In Alexandra Liedtkes Inszenierung sieht der Schützengraben des Verbalgefechts aus wie ein halbrundes, gestaffeltes Stufen-Auditorium, das die Architektur des Kleinen Hauses in Karlsruhe en miniature zu spiegeln scheint. Simeon Meier hat dieses Bühnenbild entworfen, auf ihm lässt sich das Oben und Unten des argumentativen Machtgefüges ganz klar zeigen. Vor allem in der Schlüsselszene einer Podiumsdiskussion, während der Beate so extrem vorgeführt wird, dass sie von einer „Hinrichtung“ spricht.

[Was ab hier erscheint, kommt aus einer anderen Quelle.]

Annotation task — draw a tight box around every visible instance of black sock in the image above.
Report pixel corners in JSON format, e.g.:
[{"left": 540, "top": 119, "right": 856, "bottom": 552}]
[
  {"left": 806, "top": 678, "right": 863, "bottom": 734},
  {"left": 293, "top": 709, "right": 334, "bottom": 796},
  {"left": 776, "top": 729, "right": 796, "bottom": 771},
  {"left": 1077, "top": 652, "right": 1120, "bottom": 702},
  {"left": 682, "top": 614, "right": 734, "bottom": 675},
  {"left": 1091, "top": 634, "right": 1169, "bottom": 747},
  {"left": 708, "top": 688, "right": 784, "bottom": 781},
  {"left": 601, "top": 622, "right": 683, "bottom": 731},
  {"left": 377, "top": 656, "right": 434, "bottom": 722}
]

Gegen ihre Sprechstundenhilfe Mira (Sarah Sandeh) richten sich die üblen Ressentiments der Rassisten, denen die vor Krieg und Folter geflohene syrische Migrantin mit scharfen Worten begegnet. Sie kennt die westlichen Grundwerte einfach besser als die braunen Nationalisten. Zum Darstellerinnen-Sextett gehören noch Claudia Hübschmann als Amtsleiterin aus dem Rathaus, Ute Baggeröhr als rechtspopulistische Kommunalpolitikerin mit bürgerlicher Fassade und Marie-Joelle Blazejewski in der Rolle der ungewollt schwanger gewordenen Elke. Alle zusammen führen äußerst geschickt vor Augen, wie stark der Riss schon geworden ist, der durch unsere Gesellschaft geht. Sie war eben schon immer besonders höllisch, die Provinz. Das weiß man spätestens seit den mörderischen Umtrieben in Güllen, dem gemeingefährlichen Hotspot aus Friedrich Dürrenmatts Gesellschaftssatire „Besuch der alten Dame“.
Man mag dem Autorenduo Hübner/Nemitz zwar eine gewisse holzschnittartige Zuspitzung ohne differenzierende Zwischentöne vorwerfen, andererseits gewinnt ihre „Frauensache“ gerade dadurch so viel Kraft. Das Stück dürfte noch vielerorts nachgespielt werden. Auch eine Verfilmung ist nicht ausgeschlossen.